Il relève la manche de son avant-bras droit et je vois un tatouage représentant un arbre. Le tatouage bouge et les feuilles de l'arbre renaissent. Qu'est-ce que cela signifie ?

— Quelque chose se prépare sur Hauméa. Elle m'appelle. Je suis relié à ma terre. Je dois vraiment y aller.

— D'accord, dis-je tandis que je détourne la tête. Alors adieu, Ardalôn.

— Arrête de rendre des choses si dramatiques, se moque-t-il. Je suis sûr que nous allons nous revoir.

— Je vais mourir, j'affirme d'une voix claire.

— Tu vas vivre. J'en suis convaincu.

Il se tourne pour rejoindre les autres sur le pont. Je remarque que Nathaniel et Lindorie les ont également rejoints. Je croise aussi le regard brûlant de Daerôn alors qu'il pose les yeux sur moi. Arwen est là aussi.

Aram, Séko et El semblent être les seuls absents.

La Loi des Conquérants et des Jeux à encore frappée... Les plus forts sacrifient les plus faibles pour continuer.

Je nappréciais pas particulièrement Aram et je n'ai jamais parlé aux autres, mais je ne peux m'empêcher de ressentir de la douleur en pensant à eux. Reviendront-ils vivants de cette île ?

Le bateau démarre doucement alors que je serre les poings. L'étau se resserre. Combien de temps pourrais-je encore tenir ?

Je me lève pour m'appuyer contre la rambarde contre laquelle j'étais adossée. Je sursaute alors que je sens une nouvelle présence à mes côtés. Arwen me sourit et plonge son regard dans le mien. Pendant un court instant, je n'entends plus rien et le paysage devient flou autour de nous.

— Tu as déjà visité Camorr, la capitale de Namus ? demande-t-il sans me donner de détails sur ce qui s'est produit dans la grotte du totem.

— Non, je n'ai pas eu cette chance.

— Tu vas voir, c'est impressionnant ! Tout est en ivoire, en marbre et en or ! s'enthousiasme-t-il.

J'aimerais lui demander plus de détails sur la réunion des Conquérants, mais j'aperçois Lindorie me lance un sourire complice à l'autre bout du bateau. Nathaniel à ses côtés me jette un regard plein de sous-entendus. Je lève les yeux au ciel et m'apprête à les rejoindre.

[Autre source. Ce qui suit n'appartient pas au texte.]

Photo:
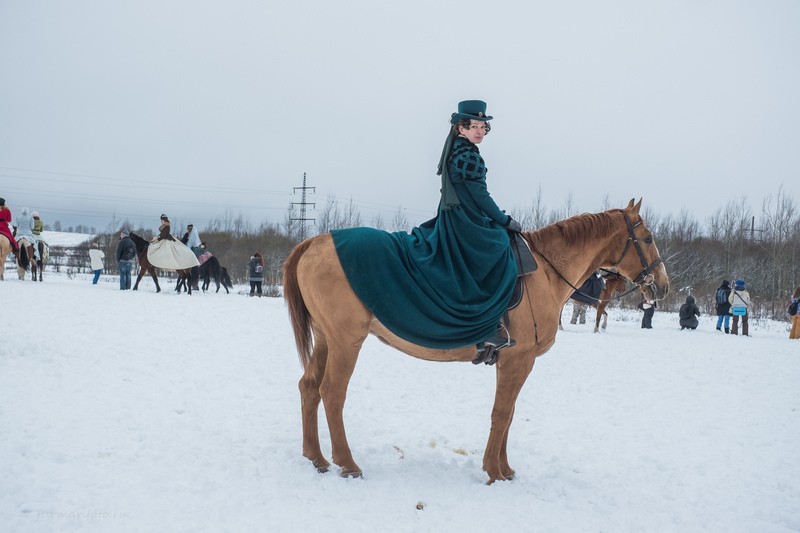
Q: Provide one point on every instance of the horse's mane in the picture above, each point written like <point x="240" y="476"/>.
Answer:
<point x="579" y="229"/>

— Elwing ? m'interpelle Arwen tandis qu'il me saisit la main.

Je lui adresse un regard surpris.

— Je te ferai visiter Camorr. Je viendrai te chercher après notre arrivée.

Je hoche la tête sans vraiment savoir ce que fait mon cerveau. Pourquoi ai-je accepté ? Est-ce si grave de vouloir lui faire confiance ? Il m'a quand même révélé le sort qu'Aegnor réservait aux miens pendant les Jeux. Je devrais lui laisser une chance de montrer ses bonnes intentions à mon égard.

Nous quittons enfin la cavité et Titan vient éblouir mon visage. Ses reflets dorés viennent miroiter sur la surface lisse de l'eau et le bruit régulier des vagues. Je reste avec Lindorie pendant que notre bateau s'éloigne de l'île. C'est un véritable soulagement que de la quitter !

Soudain, une violente secousse nous bouscule et nous tombons à terre. Certains crient par surprise, mais Nathaniel ne semble pas étonné. Il ferme les yeux et se concentre.

Un fort vent glacial gonfle les voiles et nous entraîne brusquement vers le large. Le capitaine du bateau, un Namusien, raffermit sa poigne sur le gouvernail circulaire. Les organisateurs des Jeux qui se trouvent sur Camorr, ne semblent pas avoir été avertis de la tempête qui se prépare.

Je m'approche difficilement de Nathaniel qui serre les poings en silence. Le vent fait tanguer le bateau de gauche à droite et je crois que je vais vomir. Mes cheveux s'emmêlent et fouettent mon visage crasseux.

Je parviens à peine à respirer comme si mon nez et ma bouche n'arrivaient pas à gérer ce surplus d'air.

— Nathaniel ! Qu'est-ce qui se passe ?! je crie péniblement.

Il ne me répond pas et respire profondément en fermant de plus en plus fort ses yeux.

— Nathaniel ! Réponds-moi !!

Il ouvre soudainement les paupières et je sursaute à la couleur de son iris. Elle est d'un bleu fluorescent.

— L'épreuve n'est pas terminée, déclare-t-il.

— Quoi ?!

Je hurle tandis que je peine à m'accrocher au cordage du mât pour ne pas tomber lorsqu'une énorme vague passe par-dessus le pont.

— C'est presque impossible de sortir de ces courants marins.

Je le regarde, horrifiée par ses paroles. Je me rappelle qu'il nous avait appris que les courants qui entouraient l'île étaient violents et qu'on ne pouvait pas s'échapper.

Alors pourquoi s'enfuit-on à bord d'un bateau ?!